Pentingnya Kesetiaan pada Firman

Perintah Daud untuk hanya memiliki satu mezbah di Bait Suci bukanlah sekadar aturan administratif, melainkan mencerminkan prinsip teologis yang mendalam. Ia menekankan keesaan Tuhan dan keunikan jalan pendamaian yang telah Tuhan sediakan. Dalam Perjanjian Lama, pengorbanan yang dipersembahkan di mezbah adalah lambang dari pengorbanan yang sempurna yang kelak akan datang. Penambahan mezbah bisa jadi merupakan upaya manusia untuk menambah atau memodifikasi cara keselamatan dan penyembahan yang telah Tuhan tetapkan, sebuah kesombongan rohani yang berbahaya.

Pelajarannya bagi kita hari ini adalah bahwa kesetiaan pada firman Tuhan dan prinsip-prinsip ilahi adalah pondasi yang kokoh dalam kehidupan rohani. Sama seperti Manasye, kita pun dapat tergoda untuk menyesuaikan kebenaran ilahi agar sesuai dengan pandangan dunia kita, atau untuk mengikuti tradisi manusia yang menyimpang dari ajaran Alkitab. Ayat ini mengingatkan kita untuk senantiasa memeriksa hati dan praktik ibadah kita, memastikan bahwa kita tidak menambah atau mengurangi dari apa yang telah dinyatakan Tuhan.

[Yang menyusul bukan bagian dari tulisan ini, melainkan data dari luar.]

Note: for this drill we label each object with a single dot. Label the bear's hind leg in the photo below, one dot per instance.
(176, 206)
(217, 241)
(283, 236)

Tuhan menghargai kesederhanaan dan ketulusan dalam ketaatan, lebih daripada kerumitan ritual yang keluar dari rel yang telah Dia tetapkan.

Pada akhirnya, kisah Manasye juga menunjukkan bahwa Tuhan tidak pernah menutup pintu pertobatan. Meskipun ia melakukan banyak kesalahan, Alkitab mencatat bahwa ia kemudian merendahkan diri di hadapan Tuhan dan bertobat. Ini adalah bukti bahwa Tuhan yang mengasihi dan berkuasa untuk memulihkan, namun pertobatan sejati dimulai dengan pengakuan atas kesalahan dan keinginan untuk kembali pada jalan-Nya yang lurus. 2 Tawarikh 33:4 menjadi peringatan akan bahaya penyimpangan ibadah, sekaligus dorongan untuk selalu berpegang teguh pada kebenaran firman Tuhan.